5. Quantität, Qualität, Relation

[304] Ein Quantum nennt man das, was sich in Bestandteile zerlegen läßt, von denen jeglicher, sei es als einer von zweien oder einer von mehreren, seiner Natur nach ein einiges und bestimmtes Einzelnes ist. Ein Quantum bildet[304] eine Vielheit, wenn es zählbar, eine Ausdehnung, wenn es meßbar ist. Eine Vielheit heißt, was sich der Möglichkeit nach in nicht kontinuierliche Teile, eine Ausdehnung heißt, was sich in kontinuierliche Teile zerlegen läßt.
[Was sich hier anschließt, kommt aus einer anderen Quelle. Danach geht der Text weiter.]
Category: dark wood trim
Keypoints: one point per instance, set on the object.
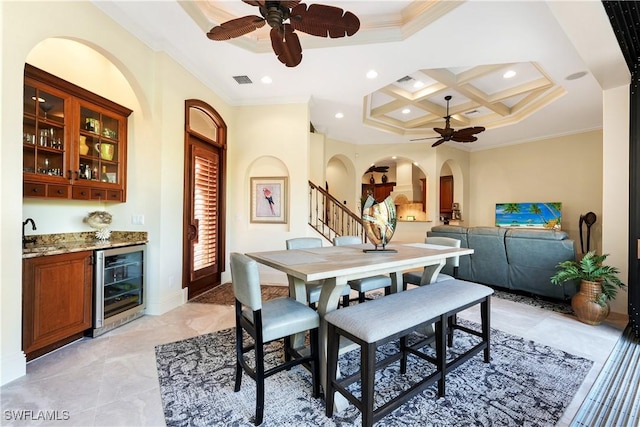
(624, 17)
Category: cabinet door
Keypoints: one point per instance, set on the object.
(45, 137)
(56, 299)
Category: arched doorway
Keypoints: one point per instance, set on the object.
(204, 177)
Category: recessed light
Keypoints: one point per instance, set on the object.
(576, 76)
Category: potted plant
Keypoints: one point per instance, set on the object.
(599, 284)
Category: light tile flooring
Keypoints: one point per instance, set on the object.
(112, 380)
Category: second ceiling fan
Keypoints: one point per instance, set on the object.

Als kontinuierlich in einer Richtung heißt die Ausdehnung Länge, in zwei Richtungen Breite, in drei Richtungen Tiefe. Als begrenzt heißt die Vielheit Zahl, die Länge Linie, die Breite Fläche, die Tiefe Körper. Ferner heißt das eine an sich, das andere nur akzidentiell quantitativ; so ist die Linie ein Quantum ihrem Wesen nach, der musikalische Ton ist es nur akzidentiell. Von dem, was an sich die Natur des Quantums hat, hat sie das eine seiner selbständigen Wesenheit nach, wie die Linie; denn hier ist die Bestimmung als Quantum schon in der Bezeichnung des begrifflichen Wesens enthalten. Anderes ist Quantum als Affektion und dauernde Beschaffenheit einer derartigen Wesenheit, so z.B. viel und wenig, lang und kurz, breit und schmal, hoch und niedrig, schwer und leicht, und anderes dergleichen. Es bilden weiter auch groß und klein, größer und kleiner, was teils an sich, teils in Beziehung auf einander ausgesagt wird, Modifikationen des Quantums an sich; doch gebraucht man diese Ausdrücke in übertragenem Sinne auch von anderem. Was nur akzidentiell als Quantum bezeichnet wird, das wird teils in dem vorher angedeuteten Sinne so bezeichnet; wie der musikalische Ton ein Quantitatives ist, so auch das Weiße, nämlich deshalb, weil dasjenige, dem sie als Prädikate zukommen, ein Quantitatives ist; anderes dagegen in dem Sinne wie die Bewegung und die Zeit, die als irgendwie Quantitatives und Kontinuierliches deshalb bezeichnet werden, weil dasjenige zu dem sie als Bestimmungen gehören, sich in Teile zerlegen läßt. Darunter aber verstehe ich nicht sowohl das was bewegt wird, als vielmehr die Strecke, um die es bewegt worden ist. Denn deshalb weil dieses ein Quantitatives ist, ist auch die Bewegung ein Quantitatives, und weil die Bewegung, darum ist es auch die Zeit.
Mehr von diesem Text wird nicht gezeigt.